What is Reconciliation?

He [Jesus] was supreme in the beginning and—leading the resurrection parade—he is supreme in the end. From beginning to end he’s there, towering far above everything, everyone. So spacious is he, so roomy, that everything of God finds its proper place in him without crowding. Not only that, but all the broken and dislocated pieces of the universe—people and things, animals and atoms—get properly fixed and fit together in vibrant harmonies, all because of his death, his blood that poured down from the cross.-Colossians 1:18-20, The Message

It has taken ten days, but I am finally writing about “reconciliation.” I started by writing about integration on March 16 and then followed up writing about wholeness on March 20. As I indicated, these concepts are important and how I think about life, and, they are in many ways connected, though I do think about them in slightly different terms.

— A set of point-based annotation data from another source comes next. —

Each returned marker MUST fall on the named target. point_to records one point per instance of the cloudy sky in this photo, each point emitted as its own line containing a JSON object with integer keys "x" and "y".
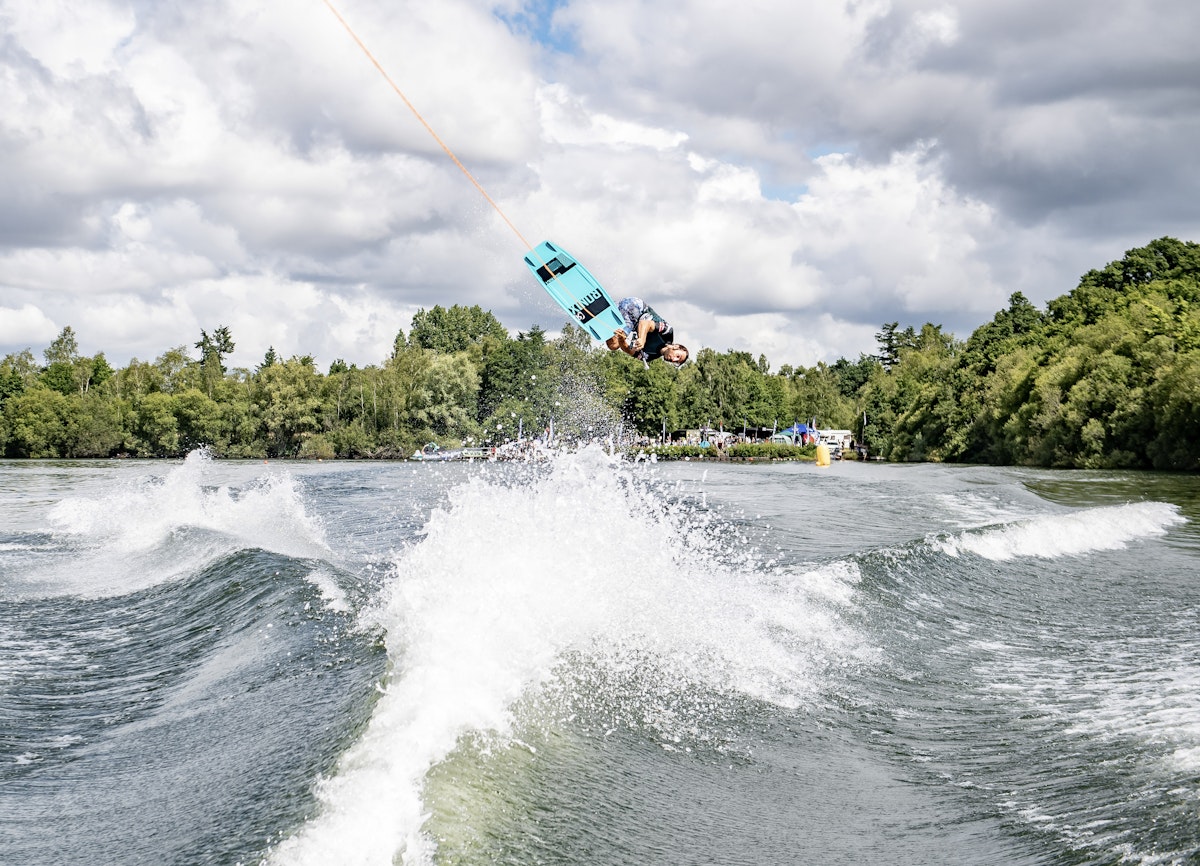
{"x": 779, "y": 176}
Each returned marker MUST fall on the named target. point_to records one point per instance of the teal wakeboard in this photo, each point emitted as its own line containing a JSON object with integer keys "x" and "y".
{"x": 575, "y": 290}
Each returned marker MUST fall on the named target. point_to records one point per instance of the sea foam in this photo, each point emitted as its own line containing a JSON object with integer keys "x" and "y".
{"x": 160, "y": 527}
{"x": 510, "y": 578}
{"x": 1108, "y": 528}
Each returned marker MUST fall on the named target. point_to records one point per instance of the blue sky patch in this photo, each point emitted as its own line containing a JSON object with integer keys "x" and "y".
{"x": 535, "y": 22}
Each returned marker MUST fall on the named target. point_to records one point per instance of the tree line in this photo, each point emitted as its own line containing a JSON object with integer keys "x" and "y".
{"x": 1107, "y": 377}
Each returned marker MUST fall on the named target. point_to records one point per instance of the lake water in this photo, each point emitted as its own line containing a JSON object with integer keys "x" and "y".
{"x": 591, "y": 661}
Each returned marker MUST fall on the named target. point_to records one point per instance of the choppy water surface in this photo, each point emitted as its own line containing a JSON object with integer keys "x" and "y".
{"x": 589, "y": 661}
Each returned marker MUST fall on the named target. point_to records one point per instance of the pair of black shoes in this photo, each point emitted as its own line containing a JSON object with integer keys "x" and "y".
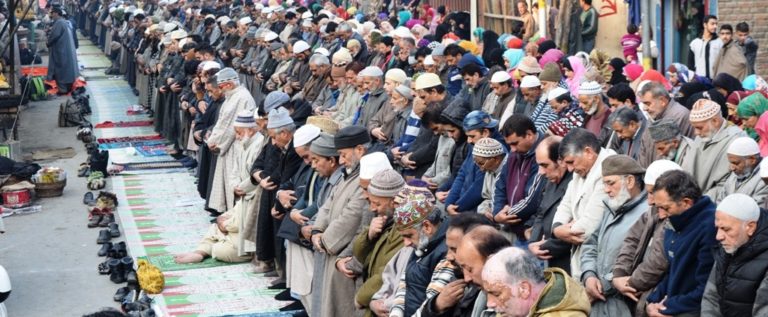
{"x": 106, "y": 235}
{"x": 113, "y": 250}
{"x": 121, "y": 271}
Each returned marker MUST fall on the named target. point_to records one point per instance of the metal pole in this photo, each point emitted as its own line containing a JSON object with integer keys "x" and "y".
{"x": 645, "y": 8}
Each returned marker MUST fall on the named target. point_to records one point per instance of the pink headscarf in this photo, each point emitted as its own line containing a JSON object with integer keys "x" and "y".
{"x": 551, "y": 56}
{"x": 578, "y": 74}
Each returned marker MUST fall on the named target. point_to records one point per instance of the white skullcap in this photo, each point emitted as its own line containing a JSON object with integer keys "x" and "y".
{"x": 429, "y": 60}
{"x": 657, "y": 168}
{"x": 300, "y": 46}
{"x": 373, "y": 163}
{"x": 743, "y": 146}
{"x": 557, "y": 92}
{"x": 371, "y": 71}
{"x": 306, "y": 134}
{"x": 403, "y": 32}
{"x": 270, "y": 36}
{"x": 500, "y": 77}
{"x": 530, "y": 81}
{"x": 396, "y": 74}
{"x": 322, "y": 51}
{"x": 208, "y": 65}
{"x": 245, "y": 20}
{"x": 740, "y": 206}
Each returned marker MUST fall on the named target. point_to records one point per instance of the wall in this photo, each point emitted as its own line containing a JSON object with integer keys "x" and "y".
{"x": 753, "y": 12}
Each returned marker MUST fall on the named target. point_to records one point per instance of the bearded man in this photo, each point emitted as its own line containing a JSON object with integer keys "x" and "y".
{"x": 623, "y": 181}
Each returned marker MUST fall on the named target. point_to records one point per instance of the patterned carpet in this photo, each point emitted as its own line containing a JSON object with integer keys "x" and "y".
{"x": 161, "y": 214}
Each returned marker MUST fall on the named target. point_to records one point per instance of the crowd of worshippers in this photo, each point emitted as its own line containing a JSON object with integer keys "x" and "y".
{"x": 394, "y": 165}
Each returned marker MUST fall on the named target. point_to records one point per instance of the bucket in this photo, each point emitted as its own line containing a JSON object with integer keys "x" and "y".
{"x": 16, "y": 198}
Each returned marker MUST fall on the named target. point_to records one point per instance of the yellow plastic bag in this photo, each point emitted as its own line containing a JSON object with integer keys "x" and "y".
{"x": 151, "y": 280}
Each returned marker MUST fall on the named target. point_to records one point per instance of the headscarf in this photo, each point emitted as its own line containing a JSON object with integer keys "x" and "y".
{"x": 403, "y": 17}
{"x": 490, "y": 42}
{"x": 551, "y": 56}
{"x": 753, "y": 106}
{"x": 546, "y": 46}
{"x": 513, "y": 56}
{"x": 470, "y": 47}
{"x": 617, "y": 74}
{"x": 727, "y": 82}
{"x": 654, "y": 75}
{"x": 684, "y": 75}
{"x": 633, "y": 71}
{"x": 575, "y": 64}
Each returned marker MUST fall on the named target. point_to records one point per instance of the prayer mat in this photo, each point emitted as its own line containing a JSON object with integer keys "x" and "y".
{"x": 124, "y": 124}
{"x": 129, "y": 139}
{"x": 152, "y": 150}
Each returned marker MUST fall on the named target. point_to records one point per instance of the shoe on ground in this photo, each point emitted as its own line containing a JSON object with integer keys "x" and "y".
{"x": 104, "y": 237}
{"x": 105, "y": 248}
{"x": 284, "y": 295}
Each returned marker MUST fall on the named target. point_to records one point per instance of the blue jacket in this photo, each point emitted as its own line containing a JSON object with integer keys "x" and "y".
{"x": 689, "y": 240}
{"x": 466, "y": 191}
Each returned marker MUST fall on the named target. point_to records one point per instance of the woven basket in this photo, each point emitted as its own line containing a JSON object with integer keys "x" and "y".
{"x": 44, "y": 190}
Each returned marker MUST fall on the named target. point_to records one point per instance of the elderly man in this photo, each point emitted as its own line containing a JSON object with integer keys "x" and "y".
{"x": 422, "y": 227}
{"x": 659, "y": 106}
{"x": 543, "y": 244}
{"x": 641, "y": 263}
{"x": 668, "y": 142}
{"x": 738, "y": 283}
{"x": 275, "y": 166}
{"x": 535, "y": 105}
{"x": 375, "y": 246}
{"x": 490, "y": 158}
{"x": 464, "y": 296}
{"x": 62, "y": 65}
{"x": 517, "y": 286}
{"x": 518, "y": 189}
{"x": 336, "y": 226}
{"x": 629, "y": 128}
{"x": 222, "y": 136}
{"x": 622, "y": 177}
{"x": 744, "y": 157}
{"x": 591, "y": 101}
{"x": 224, "y": 241}
{"x": 465, "y": 193}
{"x": 581, "y": 210}
{"x": 707, "y": 160}
{"x": 320, "y": 67}
{"x": 502, "y": 96}
{"x": 375, "y": 96}
{"x": 688, "y": 241}
{"x": 452, "y": 302}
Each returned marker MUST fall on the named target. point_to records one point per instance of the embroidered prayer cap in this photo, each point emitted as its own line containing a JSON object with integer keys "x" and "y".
{"x": 657, "y": 168}
{"x": 743, "y": 146}
{"x": 323, "y": 146}
{"x": 487, "y": 147}
{"x": 372, "y": 163}
{"x": 225, "y": 75}
{"x": 740, "y": 206}
{"x": 590, "y": 88}
{"x": 703, "y": 110}
{"x": 275, "y": 99}
{"x": 386, "y": 183}
{"x": 621, "y": 165}
{"x": 664, "y": 130}
{"x": 245, "y": 119}
{"x": 278, "y": 118}
{"x": 305, "y": 135}
{"x": 415, "y": 203}
{"x": 351, "y": 136}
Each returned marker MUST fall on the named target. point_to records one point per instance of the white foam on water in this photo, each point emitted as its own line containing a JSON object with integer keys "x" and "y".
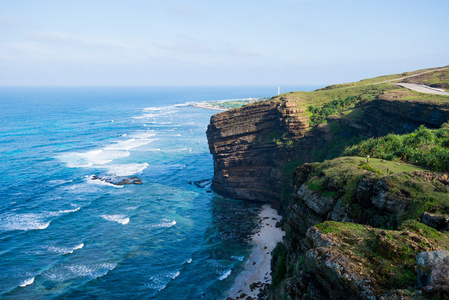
{"x": 132, "y": 208}
{"x": 160, "y": 281}
{"x": 59, "y": 182}
{"x": 129, "y": 144}
{"x": 31, "y": 221}
{"x": 225, "y": 275}
{"x": 126, "y": 169}
{"x": 165, "y": 224}
{"x": 116, "y": 218}
{"x": 156, "y": 283}
{"x": 103, "y": 183}
{"x": 61, "y": 212}
{"x": 65, "y": 250}
{"x": 92, "y": 158}
{"x": 239, "y": 258}
{"x": 27, "y": 282}
{"x": 173, "y": 275}
{"x": 91, "y": 271}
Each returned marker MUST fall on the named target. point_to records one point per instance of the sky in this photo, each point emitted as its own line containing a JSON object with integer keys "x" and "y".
{"x": 208, "y": 42}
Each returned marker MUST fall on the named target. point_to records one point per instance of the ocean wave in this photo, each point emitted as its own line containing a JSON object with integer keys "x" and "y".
{"x": 239, "y": 258}
{"x": 92, "y": 158}
{"x": 160, "y": 281}
{"x": 126, "y": 169}
{"x": 63, "y": 273}
{"x": 61, "y": 212}
{"x": 30, "y": 221}
{"x": 101, "y": 182}
{"x": 27, "y": 282}
{"x": 129, "y": 144}
{"x": 165, "y": 224}
{"x": 92, "y": 271}
{"x": 116, "y": 218}
{"x": 225, "y": 275}
{"x": 65, "y": 250}
{"x": 173, "y": 275}
{"x": 59, "y": 182}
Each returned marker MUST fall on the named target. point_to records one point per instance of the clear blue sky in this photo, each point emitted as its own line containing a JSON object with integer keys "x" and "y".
{"x": 199, "y": 42}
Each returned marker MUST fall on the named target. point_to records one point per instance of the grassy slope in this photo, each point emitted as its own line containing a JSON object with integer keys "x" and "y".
{"x": 346, "y": 172}
{"x": 369, "y": 89}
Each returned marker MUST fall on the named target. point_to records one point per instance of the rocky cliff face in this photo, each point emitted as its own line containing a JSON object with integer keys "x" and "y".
{"x": 384, "y": 115}
{"x": 255, "y": 147}
{"x": 341, "y": 259}
{"x": 248, "y": 146}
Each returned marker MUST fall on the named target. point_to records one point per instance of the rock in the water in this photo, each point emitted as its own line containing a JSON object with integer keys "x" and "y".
{"x": 202, "y": 183}
{"x": 118, "y": 180}
{"x": 426, "y": 262}
{"x": 439, "y": 222}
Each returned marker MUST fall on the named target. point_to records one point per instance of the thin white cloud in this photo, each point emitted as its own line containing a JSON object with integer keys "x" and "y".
{"x": 185, "y": 10}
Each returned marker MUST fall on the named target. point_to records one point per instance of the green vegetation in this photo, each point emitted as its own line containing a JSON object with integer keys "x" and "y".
{"x": 368, "y": 167}
{"x": 321, "y": 97}
{"x": 428, "y": 148}
{"x": 340, "y": 177}
{"x": 319, "y": 114}
{"x": 388, "y": 256}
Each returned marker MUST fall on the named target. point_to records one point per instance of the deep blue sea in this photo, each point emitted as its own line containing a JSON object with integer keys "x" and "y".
{"x": 64, "y": 235}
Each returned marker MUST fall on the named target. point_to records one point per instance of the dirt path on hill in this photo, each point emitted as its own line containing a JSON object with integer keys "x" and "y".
{"x": 414, "y": 75}
{"x": 423, "y": 88}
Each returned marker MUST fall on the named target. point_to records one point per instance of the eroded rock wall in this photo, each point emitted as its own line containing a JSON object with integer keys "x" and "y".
{"x": 248, "y": 147}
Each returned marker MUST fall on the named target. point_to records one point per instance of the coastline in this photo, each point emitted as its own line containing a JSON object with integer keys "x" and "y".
{"x": 208, "y": 105}
{"x": 256, "y": 276}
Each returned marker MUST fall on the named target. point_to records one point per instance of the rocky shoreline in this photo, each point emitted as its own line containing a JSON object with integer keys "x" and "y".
{"x": 254, "y": 281}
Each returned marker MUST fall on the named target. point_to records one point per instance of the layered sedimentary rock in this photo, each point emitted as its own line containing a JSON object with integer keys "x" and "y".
{"x": 252, "y": 145}
{"x": 345, "y": 260}
{"x": 248, "y": 146}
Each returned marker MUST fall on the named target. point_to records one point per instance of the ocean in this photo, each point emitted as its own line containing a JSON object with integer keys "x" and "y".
{"x": 65, "y": 235}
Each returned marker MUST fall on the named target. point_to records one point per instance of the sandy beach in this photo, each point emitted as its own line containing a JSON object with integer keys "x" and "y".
{"x": 257, "y": 269}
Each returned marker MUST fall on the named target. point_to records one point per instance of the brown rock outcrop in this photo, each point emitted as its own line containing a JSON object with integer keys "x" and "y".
{"x": 251, "y": 145}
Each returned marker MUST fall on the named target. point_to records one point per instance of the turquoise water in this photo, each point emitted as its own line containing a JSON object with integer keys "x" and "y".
{"x": 65, "y": 235}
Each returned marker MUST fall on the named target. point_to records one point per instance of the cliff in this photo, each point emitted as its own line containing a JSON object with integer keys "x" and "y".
{"x": 351, "y": 229}
{"x": 256, "y": 148}
{"x": 248, "y": 149}
{"x": 341, "y": 259}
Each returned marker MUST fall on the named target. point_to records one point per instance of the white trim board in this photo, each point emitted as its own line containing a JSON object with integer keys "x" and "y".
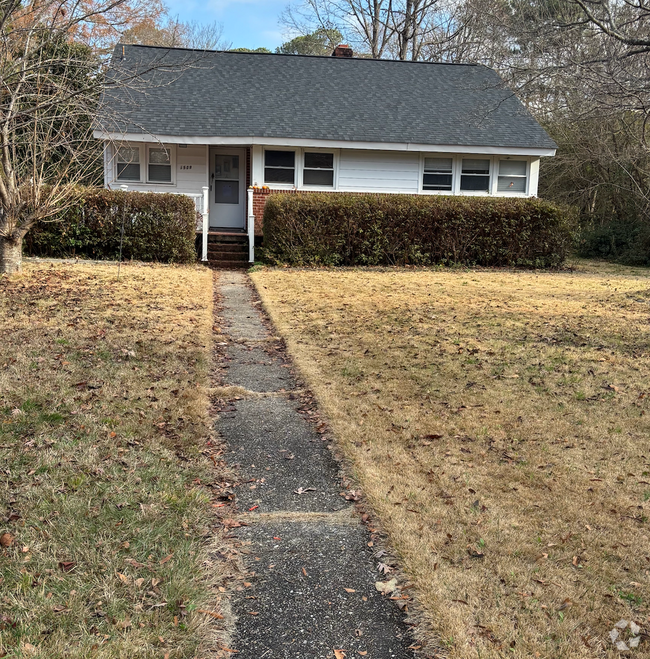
{"x": 324, "y": 144}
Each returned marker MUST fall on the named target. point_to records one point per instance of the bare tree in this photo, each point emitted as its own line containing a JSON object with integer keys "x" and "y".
{"x": 174, "y": 33}
{"x": 50, "y": 88}
{"x": 365, "y": 24}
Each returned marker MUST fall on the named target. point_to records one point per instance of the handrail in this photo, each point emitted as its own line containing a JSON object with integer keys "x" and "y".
{"x": 251, "y": 227}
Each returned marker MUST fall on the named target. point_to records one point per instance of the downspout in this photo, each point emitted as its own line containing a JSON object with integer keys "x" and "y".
{"x": 206, "y": 223}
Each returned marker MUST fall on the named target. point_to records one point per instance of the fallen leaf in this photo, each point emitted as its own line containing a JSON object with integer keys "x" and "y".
{"x": 213, "y": 614}
{"x": 386, "y": 587}
{"x": 6, "y": 539}
{"x": 304, "y": 490}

Reconciliation, in my thinking, is closely tied to integration and wholeness, but implies a broader understanding. In the first chapter of Paul’s letter to the Colossians, there is a magnificent description of the “preeminence of Christ” in verses 15 to 20. In the final verse, we discover that in Christ, all things are being reconciled. What are those things? As Eugene Peterson suggested, “people and things, animals and atoms.” Redemption goes beyond the forgiveness of individual sins or restored relationships with people. In reconciliation, God is making all things new.

Yet God does not exclude us from this process. According to 2 Corinthians 5:18 we, as Christ’s ambassadors in the world, have been given “the ministry of reconciliation.” We have been invited to become agents of integration, wholeness, and reconciliation by pointing people to the love of Christ and the hope of reconciliation, which is so much bigger than the forgiveness of sins.

It is no less than God making all things new.